Al principio, todo discurría de forma pacífica en las calles. Al contrario de lo que ocurrió en Colombia, donde hubo varios muertos y heridos durante las celebraciones de la victoria; al contrario de lo que sucedió en Chile, donde las victorias se saldaron en la capital del país con disturbios, más de 500 autobuses dañados y 40 conductores heridos… En Argentina, el país de los barra brava, las victorias se habían celebrado en este Mundial de forma pacífica. Pero, en el día de la derrota, un grupo minoritario de vándalos  aguaron la fiesta a las decenas de miles de aficionados que festejaban de forma pacífica una derrota honorable. Los violentos comenzaron con el destrozo de unidades móviles de televisión. Cuando varios agentes intentaron rescatar un vehículo, fueron repelidos a pedradas. Continuaron saqueando locales, peleándose entre ellos y asaltando a otros viandantes. La policía recurrió a tanquetas de agua y gases lacrimógenos para dispersarlos. Al cabo de varias horas había ocho agentes heridos y más de 30 detenidos.

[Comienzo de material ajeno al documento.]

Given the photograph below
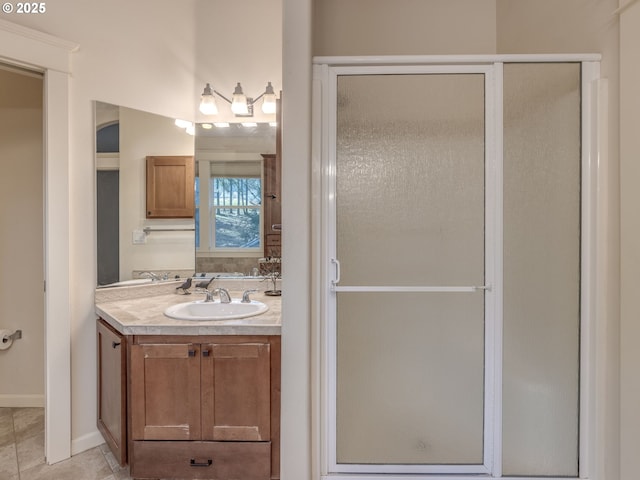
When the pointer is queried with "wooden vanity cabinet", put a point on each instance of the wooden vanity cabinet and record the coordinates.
(170, 192)
(204, 407)
(112, 389)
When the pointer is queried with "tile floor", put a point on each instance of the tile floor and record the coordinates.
(22, 452)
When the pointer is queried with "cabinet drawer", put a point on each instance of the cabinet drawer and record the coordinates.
(201, 460)
(273, 239)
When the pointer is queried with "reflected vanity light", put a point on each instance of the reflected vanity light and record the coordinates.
(188, 126)
(241, 105)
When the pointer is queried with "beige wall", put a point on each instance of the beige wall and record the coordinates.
(143, 134)
(21, 238)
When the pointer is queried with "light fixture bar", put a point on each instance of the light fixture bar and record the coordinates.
(241, 105)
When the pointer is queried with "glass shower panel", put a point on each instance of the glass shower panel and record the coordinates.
(410, 190)
(410, 387)
(541, 269)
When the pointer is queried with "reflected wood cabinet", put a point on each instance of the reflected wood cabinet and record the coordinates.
(205, 407)
(170, 187)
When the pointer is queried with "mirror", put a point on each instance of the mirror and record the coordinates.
(129, 243)
(238, 183)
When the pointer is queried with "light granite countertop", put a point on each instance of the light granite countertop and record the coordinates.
(139, 310)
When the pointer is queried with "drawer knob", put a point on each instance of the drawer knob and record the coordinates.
(201, 464)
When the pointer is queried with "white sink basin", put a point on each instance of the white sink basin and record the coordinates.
(203, 311)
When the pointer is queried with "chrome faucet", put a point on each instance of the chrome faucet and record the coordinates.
(151, 275)
(223, 293)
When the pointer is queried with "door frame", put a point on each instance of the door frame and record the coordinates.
(594, 197)
(50, 55)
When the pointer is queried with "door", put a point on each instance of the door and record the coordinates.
(165, 392)
(112, 390)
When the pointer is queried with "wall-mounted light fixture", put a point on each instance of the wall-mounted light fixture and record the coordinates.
(241, 105)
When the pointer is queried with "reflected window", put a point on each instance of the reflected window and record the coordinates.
(236, 207)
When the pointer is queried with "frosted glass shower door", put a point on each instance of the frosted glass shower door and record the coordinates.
(410, 288)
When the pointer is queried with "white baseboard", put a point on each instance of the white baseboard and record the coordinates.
(21, 401)
(86, 442)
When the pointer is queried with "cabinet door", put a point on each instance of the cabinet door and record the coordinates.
(170, 187)
(112, 391)
(236, 397)
(165, 392)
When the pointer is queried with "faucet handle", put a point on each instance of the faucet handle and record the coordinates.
(245, 295)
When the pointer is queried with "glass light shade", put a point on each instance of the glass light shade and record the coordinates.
(239, 104)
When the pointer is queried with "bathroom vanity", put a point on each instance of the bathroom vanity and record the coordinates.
(188, 399)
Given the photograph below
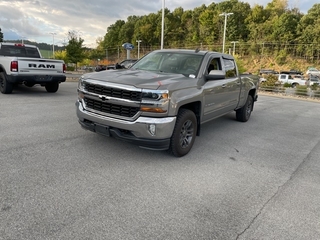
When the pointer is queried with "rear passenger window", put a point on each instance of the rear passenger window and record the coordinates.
(230, 67)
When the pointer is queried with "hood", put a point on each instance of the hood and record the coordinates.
(142, 79)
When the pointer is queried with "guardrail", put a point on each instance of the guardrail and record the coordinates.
(299, 91)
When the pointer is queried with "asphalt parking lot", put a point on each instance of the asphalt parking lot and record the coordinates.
(254, 180)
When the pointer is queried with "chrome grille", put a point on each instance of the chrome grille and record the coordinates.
(113, 92)
(109, 108)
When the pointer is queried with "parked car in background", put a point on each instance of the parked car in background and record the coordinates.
(125, 64)
(100, 68)
(292, 72)
(286, 78)
(267, 71)
(313, 71)
(23, 64)
(313, 80)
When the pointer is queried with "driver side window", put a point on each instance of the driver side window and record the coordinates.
(214, 65)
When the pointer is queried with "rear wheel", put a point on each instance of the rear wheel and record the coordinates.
(52, 87)
(243, 114)
(184, 133)
(5, 86)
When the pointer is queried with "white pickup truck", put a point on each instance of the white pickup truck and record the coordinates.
(294, 81)
(23, 64)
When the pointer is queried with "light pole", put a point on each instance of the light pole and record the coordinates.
(225, 27)
(138, 41)
(53, 44)
(234, 47)
(162, 24)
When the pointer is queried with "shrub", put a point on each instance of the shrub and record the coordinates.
(302, 90)
(271, 81)
(287, 85)
(70, 68)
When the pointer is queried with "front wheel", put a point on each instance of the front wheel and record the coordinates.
(52, 87)
(184, 133)
(5, 86)
(243, 114)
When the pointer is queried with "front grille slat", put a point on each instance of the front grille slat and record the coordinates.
(113, 92)
(109, 108)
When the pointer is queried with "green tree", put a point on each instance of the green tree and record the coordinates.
(75, 50)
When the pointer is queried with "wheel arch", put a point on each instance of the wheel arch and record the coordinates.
(196, 108)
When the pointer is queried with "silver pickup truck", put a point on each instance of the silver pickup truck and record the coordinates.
(162, 100)
(23, 64)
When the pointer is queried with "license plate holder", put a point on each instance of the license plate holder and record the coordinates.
(43, 78)
(104, 130)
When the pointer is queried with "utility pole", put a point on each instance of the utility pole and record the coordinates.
(225, 28)
(162, 23)
(53, 43)
(138, 41)
(234, 47)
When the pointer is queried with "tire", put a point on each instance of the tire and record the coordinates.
(52, 87)
(184, 133)
(5, 86)
(243, 114)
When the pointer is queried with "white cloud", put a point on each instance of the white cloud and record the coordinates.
(36, 19)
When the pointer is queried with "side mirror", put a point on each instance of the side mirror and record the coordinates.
(215, 75)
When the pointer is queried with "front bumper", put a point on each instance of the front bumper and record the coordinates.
(135, 132)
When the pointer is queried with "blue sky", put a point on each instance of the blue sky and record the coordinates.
(49, 21)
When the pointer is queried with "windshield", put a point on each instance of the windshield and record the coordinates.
(187, 64)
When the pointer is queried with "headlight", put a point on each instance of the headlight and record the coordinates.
(155, 101)
(81, 86)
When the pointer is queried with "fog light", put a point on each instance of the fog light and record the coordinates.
(152, 129)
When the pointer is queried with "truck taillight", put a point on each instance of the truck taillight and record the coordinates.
(14, 66)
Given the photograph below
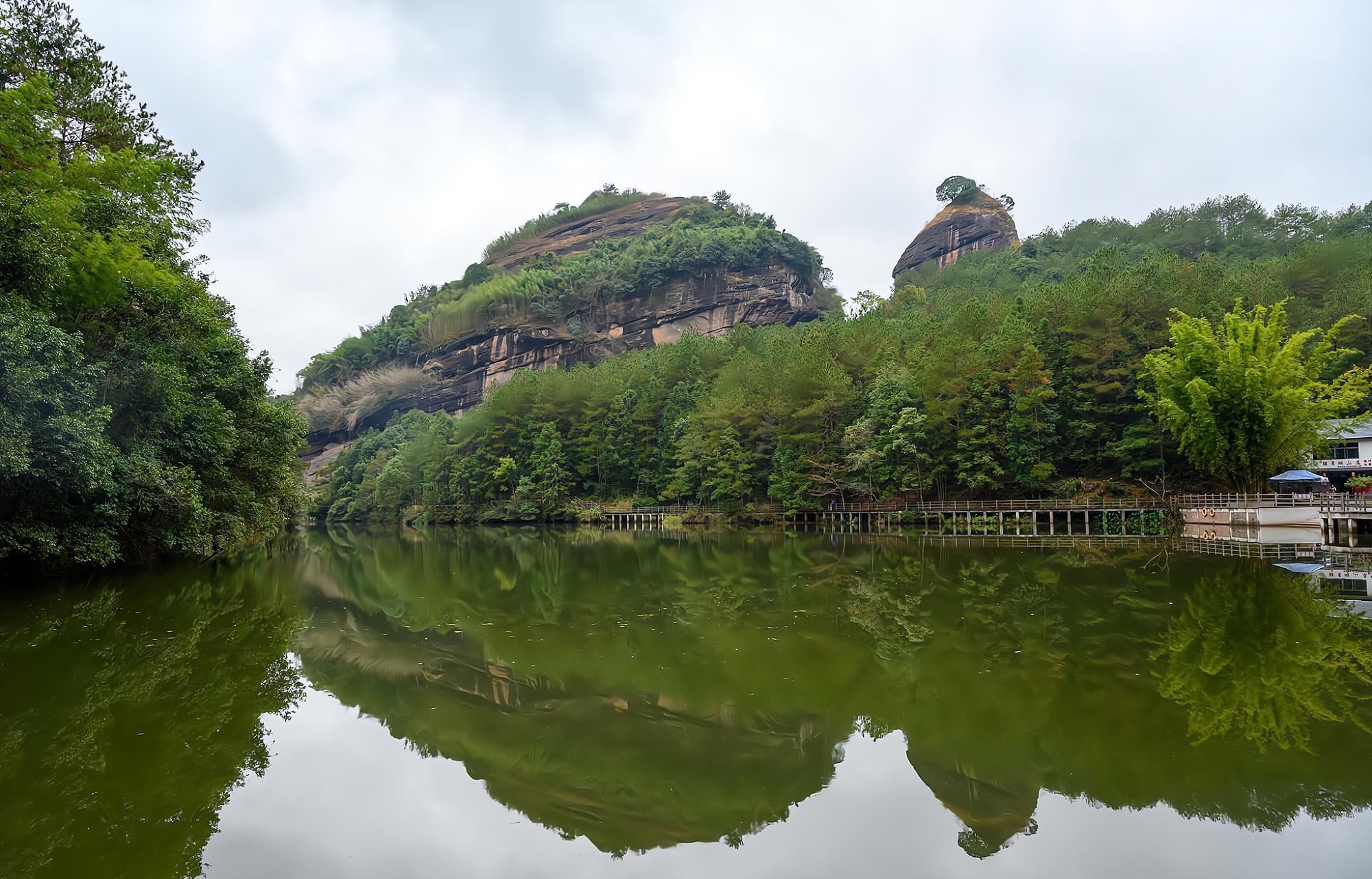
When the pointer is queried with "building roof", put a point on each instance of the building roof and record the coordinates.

En la lista de tragos amargos hubo que anotar también la revancha de los brasileños a los que los argentinos habían tratado como “hijos” que tenía en casa a su papá. “Y los brasileños aplauden [a Alemania]… Yo no lo puedo creer”, lamentaba el comentarista de la Televisión Pública argentina al concluir el partido. “Yo estaría en el cine en estos momentos. Siete a uno y tres a cero… y aplauden…”. Y cuando se veía al árbitro italiano del encuentro, Nicola Rizzoli, el comentarista señaló: “Te comiste un penal más grande que el Maracaná. De vos, Rizzoli, jamás me voy a olvidar. (…) El título viaja para Alemania. Lo festejan también los brasileños. Bueno, algo tenían que festejar”.

El 11 de junio, Cristina Fernández había enviado un mensaje por Twitter a Dilma Rousseff donde decía: “A disfrutarlo y que la copa quede en la Patria Grande!”. O sea, en Latinoamérica. Finalmente, fue para Alemania, la primera selección europea que gana un mundial en América. Y lo hizo por 1 a 0, el mismo resultado con el que le ganó otra final a Argentina en Italia hace 24 años.

¿Y Messi? Finalmente no apareció como se le esperaba.

— «Maradona solo hay uno», lamentaba un hincha argentino en el canal Todo Noticias.

Al margen de las críticas puntuales, las bocinas siguieron sonando hasta bien entrada la noche. Y no dejaban de llegar aficionados con banderas argentinas al Obelisco de la Avenida 9 de Julio, donde suelen celebrarse las grandes victorias deportivas.